Something, then, to appease the wrath of God; something to blunt this persistent agony. It was not necessary to appease the wrath of human society; it was necessary only to appease that of God for the broken Commandment. To divide the agony into two spheres so that one would mitigate the other. In fine, to marry Ruth (if she would consent) as a punishment for what he had done! To whip his soul so long as he lived, but to let his body go free! To provide for her, to work and dream for her, to be tender and thoughtful and loyal, to shelter and guard her, to become accountable to God for her future.

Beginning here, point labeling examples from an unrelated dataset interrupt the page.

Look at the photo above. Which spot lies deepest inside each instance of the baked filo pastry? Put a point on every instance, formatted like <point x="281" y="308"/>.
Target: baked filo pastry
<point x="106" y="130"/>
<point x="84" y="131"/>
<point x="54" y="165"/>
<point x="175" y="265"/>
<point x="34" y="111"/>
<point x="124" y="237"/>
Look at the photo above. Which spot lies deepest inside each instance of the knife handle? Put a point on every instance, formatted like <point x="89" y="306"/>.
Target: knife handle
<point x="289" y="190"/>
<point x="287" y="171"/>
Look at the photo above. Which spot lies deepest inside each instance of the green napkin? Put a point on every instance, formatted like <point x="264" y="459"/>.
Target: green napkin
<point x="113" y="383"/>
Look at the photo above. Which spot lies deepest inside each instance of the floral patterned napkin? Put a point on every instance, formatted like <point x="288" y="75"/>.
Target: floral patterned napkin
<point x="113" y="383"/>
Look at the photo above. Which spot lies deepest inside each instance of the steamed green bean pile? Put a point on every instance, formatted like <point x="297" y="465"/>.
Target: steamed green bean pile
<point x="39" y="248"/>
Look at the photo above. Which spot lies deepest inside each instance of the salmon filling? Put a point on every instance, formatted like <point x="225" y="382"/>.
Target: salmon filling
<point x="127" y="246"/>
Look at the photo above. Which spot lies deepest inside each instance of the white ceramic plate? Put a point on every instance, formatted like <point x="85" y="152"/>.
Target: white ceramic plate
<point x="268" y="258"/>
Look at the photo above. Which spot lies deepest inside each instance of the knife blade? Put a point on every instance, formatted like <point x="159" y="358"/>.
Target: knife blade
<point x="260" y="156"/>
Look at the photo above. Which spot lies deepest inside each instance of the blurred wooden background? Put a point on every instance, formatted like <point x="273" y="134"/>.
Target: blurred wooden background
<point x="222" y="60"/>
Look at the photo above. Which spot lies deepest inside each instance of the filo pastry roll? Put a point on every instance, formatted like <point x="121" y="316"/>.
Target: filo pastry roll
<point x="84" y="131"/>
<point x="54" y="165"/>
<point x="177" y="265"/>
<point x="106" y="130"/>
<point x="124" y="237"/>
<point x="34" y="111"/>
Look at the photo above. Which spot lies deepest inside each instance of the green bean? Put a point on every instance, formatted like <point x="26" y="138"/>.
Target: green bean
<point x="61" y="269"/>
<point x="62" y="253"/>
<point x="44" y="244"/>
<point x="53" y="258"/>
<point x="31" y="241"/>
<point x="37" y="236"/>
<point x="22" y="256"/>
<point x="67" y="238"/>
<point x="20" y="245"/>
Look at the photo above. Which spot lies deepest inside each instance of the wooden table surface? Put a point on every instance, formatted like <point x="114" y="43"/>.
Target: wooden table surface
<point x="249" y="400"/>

It was the sing-song girl idea, magnified many diameters. In this hour its colossal selfishness never occurred to him.
So, then, when McClintock offered the coveted haven, Spurlock became afire to dramatize the idea.
"Ruth!"
She had gone to the door, aimlessly, without purpose. All the sombre visions she had been pressing back, fighting out of her thoughts, swarmed over the barrier and crushed her. She did not want to go to the doctor's people; however kindly that might be, they would be only curious strangers. She would never return to her father; that resolution was final. What she actually wanted was the present state of affairs to continue indefinitely.
That is what terrified her: the consciousness that nothing in her life would be continuous, that she would no sooner form friendships (like the present) than relentless fate would thrust her into a new circle. All the initial confidence in herself was gone; her courage was merely a shell to hide the lack. To have the present lengthen into years!